I think we noticed more bands pop up because we were searching them out, and collecting them into history. Not everyone remembers the lame band that three of your friends were in back in the early 2000s, but zines do. I think creating a zine is a big contribution to the scene, and compliments the contributions of the bands. Not everyone is a musician. Instead of making music with melody and lyrics, we made visual art with photography and type. Perhaps it does inspire, and encourage some people, but the scene was definitely already alive and kicking by the time we started writing about it. There were lots of mohawks in the pit, and fist banging all around.
Also, looking back on it, it seems like AK can only support one ongoing local zine at a time! Hahaha! I think the Ak Verve/NNN dual run was a fluke. In the 80s, it was only Warning. In the 90s it was me and Bmac (an anomaly), and it seems like in the 00s it was only you. Did you find that to be true?
No, I think we tried to encourage each other to create, whether it was in AK ink, or in other zines. Actually, there were several zines going on the same time as AK ink, maybe not as consistent, or in the same vein, or as reproduced and promoted, but we would run ads in each other’s zines to show support. The more perspective, and the different perspective, on the same subject is wonderful for archiving.
Tell me about the birth of AK Ink. What made you want to start a seriously local zine in Anchorage?
I wanted to do several things. I wanted to get my art published, I wanted to have a fun creative enslaving project, and I wanted to document the scene so I could remember it. I have a terrible memory so creating a zine was perfect. I was going to all the local shows and hanging out with band people anyway. I coupled it with my favorite genre, punk rock, and AK ink was born. “AK” stands for the geographically fucked location, and “ink” stands for pen art, type, toner, and the blackness in reproducing art. A nice plus was that it gave me something to do besides drink at the shows.
Why did you fold it up, ultimately?
It folded because I was poor and working with my back. I figured I better get my shit together and finish my bachelors before I got all crippled working manual labor jobs. I quit the zine, and my shitty warehouse job to go back to school.
Do you think you’ll put out #20 ever?
Yes. Everything for it is sitting safety in my attic waiting for my next move. Though, I’m not sure if I will release it this year, next year, or in 10 years, whenever the inspiration and time comes.
What are some of your favorite AK memories?
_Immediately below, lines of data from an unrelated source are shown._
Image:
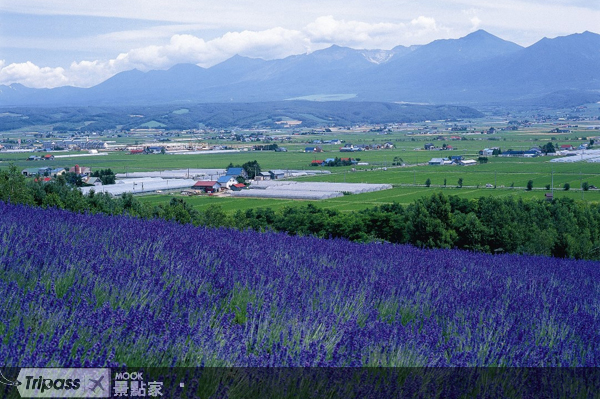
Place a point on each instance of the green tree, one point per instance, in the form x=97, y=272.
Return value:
x=13, y=188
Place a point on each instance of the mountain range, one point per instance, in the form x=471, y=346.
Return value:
x=477, y=69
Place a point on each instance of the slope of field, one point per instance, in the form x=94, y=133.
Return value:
x=100, y=290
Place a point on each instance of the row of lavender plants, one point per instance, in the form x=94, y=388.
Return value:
x=97, y=290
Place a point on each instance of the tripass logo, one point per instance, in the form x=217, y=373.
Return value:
x=63, y=383
x=7, y=381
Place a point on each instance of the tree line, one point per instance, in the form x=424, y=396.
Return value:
x=561, y=227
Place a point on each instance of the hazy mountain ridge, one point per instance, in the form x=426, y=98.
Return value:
x=479, y=68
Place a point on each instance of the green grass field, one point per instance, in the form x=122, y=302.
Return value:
x=408, y=181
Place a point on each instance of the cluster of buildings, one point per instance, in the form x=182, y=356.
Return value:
x=453, y=160
x=47, y=173
x=231, y=182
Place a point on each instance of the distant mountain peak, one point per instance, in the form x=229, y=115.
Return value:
x=377, y=56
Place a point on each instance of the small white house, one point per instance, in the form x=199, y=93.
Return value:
x=467, y=162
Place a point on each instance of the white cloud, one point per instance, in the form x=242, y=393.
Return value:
x=185, y=48
x=32, y=75
x=424, y=23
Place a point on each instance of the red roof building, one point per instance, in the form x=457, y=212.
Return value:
x=207, y=186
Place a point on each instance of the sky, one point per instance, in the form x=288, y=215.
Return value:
x=52, y=43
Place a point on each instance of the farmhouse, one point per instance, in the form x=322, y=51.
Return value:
x=207, y=186
x=263, y=176
x=80, y=170
x=524, y=154
x=437, y=161
x=226, y=181
x=236, y=172
x=277, y=174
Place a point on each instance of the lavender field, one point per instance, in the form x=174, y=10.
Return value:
x=96, y=290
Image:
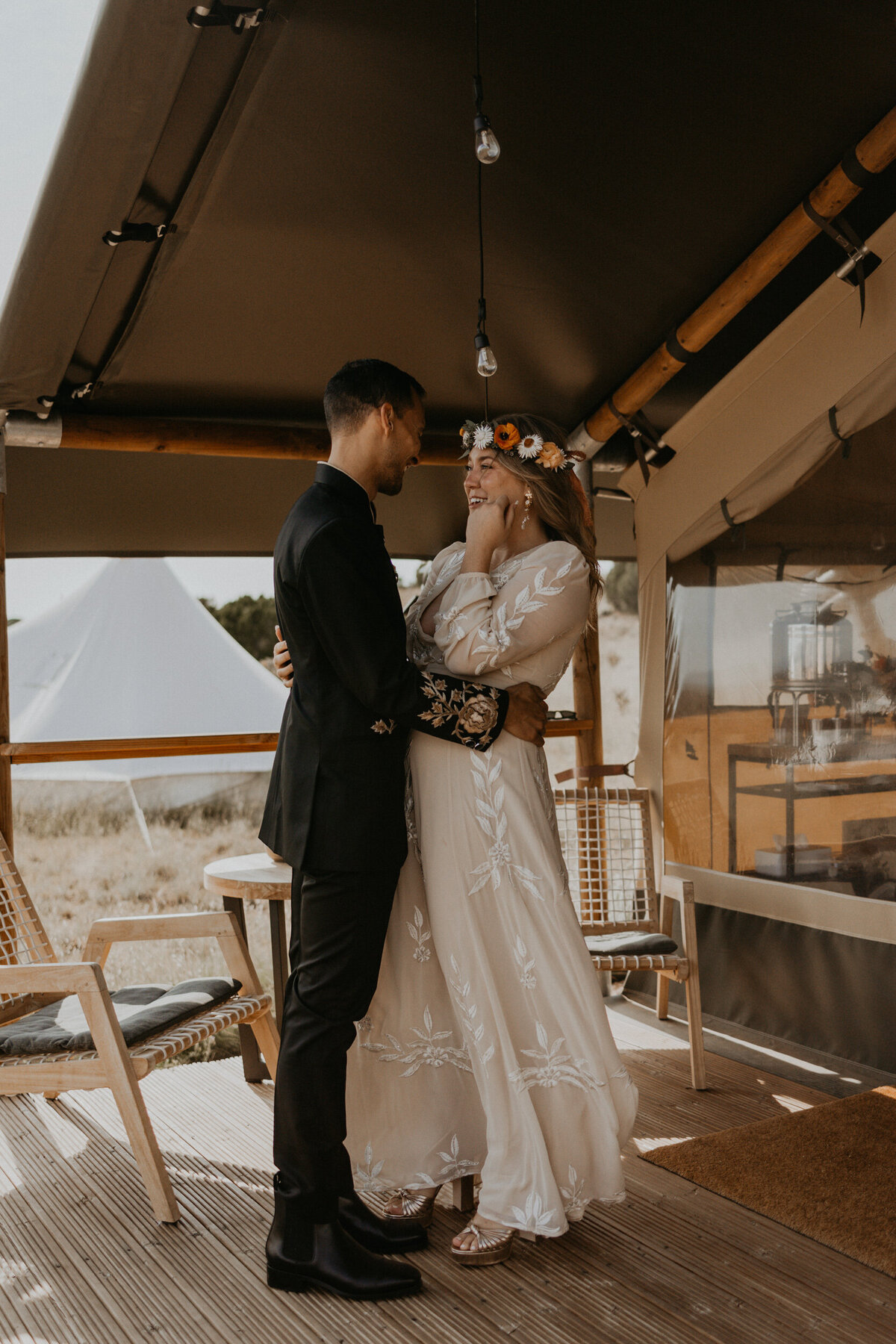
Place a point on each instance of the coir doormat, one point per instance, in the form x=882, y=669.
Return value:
x=828, y=1172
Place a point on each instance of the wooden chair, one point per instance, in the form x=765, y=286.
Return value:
x=30, y=977
x=609, y=855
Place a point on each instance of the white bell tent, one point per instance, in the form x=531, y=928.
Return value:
x=134, y=655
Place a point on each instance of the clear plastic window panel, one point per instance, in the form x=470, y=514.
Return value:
x=780, y=749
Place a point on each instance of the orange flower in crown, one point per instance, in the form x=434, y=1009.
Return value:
x=507, y=436
x=553, y=457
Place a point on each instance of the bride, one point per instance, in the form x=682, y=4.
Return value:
x=487, y=1048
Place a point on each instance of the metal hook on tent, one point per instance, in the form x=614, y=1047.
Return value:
x=860, y=260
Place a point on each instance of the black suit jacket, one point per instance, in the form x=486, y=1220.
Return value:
x=336, y=799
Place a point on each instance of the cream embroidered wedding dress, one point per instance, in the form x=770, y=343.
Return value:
x=487, y=1048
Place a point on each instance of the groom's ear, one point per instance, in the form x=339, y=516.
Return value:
x=388, y=417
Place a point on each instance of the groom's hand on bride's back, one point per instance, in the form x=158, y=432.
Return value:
x=527, y=714
x=282, y=662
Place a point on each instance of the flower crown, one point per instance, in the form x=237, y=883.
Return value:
x=508, y=438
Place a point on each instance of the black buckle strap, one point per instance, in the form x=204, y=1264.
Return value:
x=642, y=432
x=738, y=532
x=238, y=18
x=677, y=349
x=134, y=234
x=835, y=429
x=860, y=260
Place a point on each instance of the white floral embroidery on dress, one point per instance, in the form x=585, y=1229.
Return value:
x=574, y=1201
x=535, y=1218
x=367, y=1177
x=423, y=1050
x=497, y=638
x=454, y=1169
x=526, y=965
x=469, y=1012
x=555, y=1068
x=420, y=934
x=489, y=813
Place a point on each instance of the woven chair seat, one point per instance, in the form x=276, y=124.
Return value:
x=645, y=962
x=152, y=1051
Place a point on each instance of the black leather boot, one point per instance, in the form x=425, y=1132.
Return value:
x=375, y=1234
x=302, y=1256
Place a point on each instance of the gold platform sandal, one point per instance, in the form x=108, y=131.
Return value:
x=411, y=1206
x=491, y=1245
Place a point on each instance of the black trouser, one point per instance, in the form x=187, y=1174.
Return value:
x=339, y=929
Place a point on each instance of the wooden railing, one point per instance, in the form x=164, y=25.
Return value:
x=119, y=749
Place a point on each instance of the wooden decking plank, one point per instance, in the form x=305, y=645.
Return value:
x=77, y=1213
x=716, y=1265
x=676, y=1263
x=817, y=1270
x=152, y=1248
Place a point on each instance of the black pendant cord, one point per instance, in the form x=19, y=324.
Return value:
x=477, y=92
x=481, y=322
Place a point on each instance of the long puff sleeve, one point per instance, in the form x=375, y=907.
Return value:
x=482, y=629
x=374, y=667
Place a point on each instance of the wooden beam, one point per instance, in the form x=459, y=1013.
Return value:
x=114, y=749
x=125, y=749
x=586, y=698
x=220, y=438
x=6, y=774
x=829, y=198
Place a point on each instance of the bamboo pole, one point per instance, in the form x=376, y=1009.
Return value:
x=6, y=769
x=829, y=198
x=203, y=438
x=127, y=749
x=588, y=752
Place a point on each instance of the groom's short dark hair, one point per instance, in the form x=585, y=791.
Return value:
x=363, y=386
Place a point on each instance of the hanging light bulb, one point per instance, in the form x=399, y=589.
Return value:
x=487, y=143
x=485, y=361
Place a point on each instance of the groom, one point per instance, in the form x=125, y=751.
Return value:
x=336, y=813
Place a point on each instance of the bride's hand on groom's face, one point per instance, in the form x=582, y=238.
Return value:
x=527, y=714
x=282, y=660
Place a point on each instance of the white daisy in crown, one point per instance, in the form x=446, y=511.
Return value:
x=529, y=447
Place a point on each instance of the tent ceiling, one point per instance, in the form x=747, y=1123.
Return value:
x=320, y=179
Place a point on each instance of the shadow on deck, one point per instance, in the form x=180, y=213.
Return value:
x=87, y=1263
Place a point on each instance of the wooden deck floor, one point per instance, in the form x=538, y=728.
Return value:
x=84, y=1261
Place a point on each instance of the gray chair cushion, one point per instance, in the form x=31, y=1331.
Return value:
x=141, y=1011
x=630, y=945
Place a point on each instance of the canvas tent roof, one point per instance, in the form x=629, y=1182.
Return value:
x=134, y=655
x=316, y=176
x=751, y=441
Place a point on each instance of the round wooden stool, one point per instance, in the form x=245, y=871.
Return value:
x=255, y=877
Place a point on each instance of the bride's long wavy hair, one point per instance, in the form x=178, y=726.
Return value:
x=558, y=499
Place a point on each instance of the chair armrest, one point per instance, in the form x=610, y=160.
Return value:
x=677, y=889
x=50, y=977
x=213, y=924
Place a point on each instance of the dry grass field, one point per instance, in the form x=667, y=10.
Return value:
x=77, y=878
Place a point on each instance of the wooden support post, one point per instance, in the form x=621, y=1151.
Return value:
x=6, y=764
x=586, y=699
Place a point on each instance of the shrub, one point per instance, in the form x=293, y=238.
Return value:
x=621, y=586
x=250, y=621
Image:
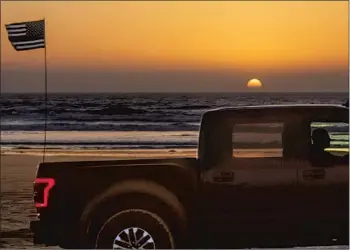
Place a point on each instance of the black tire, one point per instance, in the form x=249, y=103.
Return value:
x=142, y=219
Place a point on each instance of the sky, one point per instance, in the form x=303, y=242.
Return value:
x=180, y=46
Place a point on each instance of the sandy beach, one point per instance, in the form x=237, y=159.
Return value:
x=17, y=175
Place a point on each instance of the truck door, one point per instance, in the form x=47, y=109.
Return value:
x=324, y=187
x=248, y=196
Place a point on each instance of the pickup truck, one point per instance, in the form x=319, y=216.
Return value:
x=256, y=182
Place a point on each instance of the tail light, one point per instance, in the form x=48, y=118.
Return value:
x=42, y=187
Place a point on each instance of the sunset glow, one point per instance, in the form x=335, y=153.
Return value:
x=185, y=34
x=254, y=83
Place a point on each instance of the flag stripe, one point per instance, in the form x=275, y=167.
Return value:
x=13, y=26
x=32, y=46
x=29, y=42
x=27, y=35
x=16, y=30
x=18, y=34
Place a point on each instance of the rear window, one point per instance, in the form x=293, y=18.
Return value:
x=339, y=135
x=255, y=140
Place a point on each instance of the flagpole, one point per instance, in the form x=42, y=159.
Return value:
x=46, y=110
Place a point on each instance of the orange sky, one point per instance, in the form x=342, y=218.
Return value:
x=247, y=36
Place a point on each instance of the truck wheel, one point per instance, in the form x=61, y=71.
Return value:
x=134, y=229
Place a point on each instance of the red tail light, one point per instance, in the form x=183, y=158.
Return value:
x=42, y=187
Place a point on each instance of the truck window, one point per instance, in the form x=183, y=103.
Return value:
x=257, y=140
x=338, y=133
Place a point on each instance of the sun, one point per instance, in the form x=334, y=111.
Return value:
x=254, y=83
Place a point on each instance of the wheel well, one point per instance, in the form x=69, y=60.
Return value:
x=137, y=201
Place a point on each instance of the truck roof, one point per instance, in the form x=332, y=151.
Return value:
x=280, y=108
x=284, y=106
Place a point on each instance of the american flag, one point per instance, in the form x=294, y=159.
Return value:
x=27, y=35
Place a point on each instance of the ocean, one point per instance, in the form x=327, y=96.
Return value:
x=130, y=120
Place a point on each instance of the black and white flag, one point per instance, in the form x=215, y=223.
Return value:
x=27, y=35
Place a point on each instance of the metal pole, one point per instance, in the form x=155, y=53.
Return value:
x=46, y=111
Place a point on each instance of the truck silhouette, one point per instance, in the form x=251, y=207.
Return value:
x=224, y=198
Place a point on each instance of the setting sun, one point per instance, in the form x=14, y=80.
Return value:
x=254, y=83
I’m really interested in subcultural group thought/aesthetic/action, and the conformity of nonconformity. Youth culture and underground communal response might be found in all cities, but we got to experience it, and document it, in Anchorage. I like how the scene doesn’t really pedestal the bands. They are usually just dudes with day jobs dragging their equipment through the snow, keeping the scene alive, giving a reason to congregate. The scene is about the people who come together, the bands and the crowds. Granted, everyone is usually more interested in finding drugs, an after party, or a lay, rather than focusing on the sound, but the music is the soundtrack to this weird intermingling. Sometimes there are tons of people contributing to this collective, sometimes people just stop trying, and go about their lives. It doesn’t matter; the Anchorage underground scene always peaks again. I find this shit fascinating.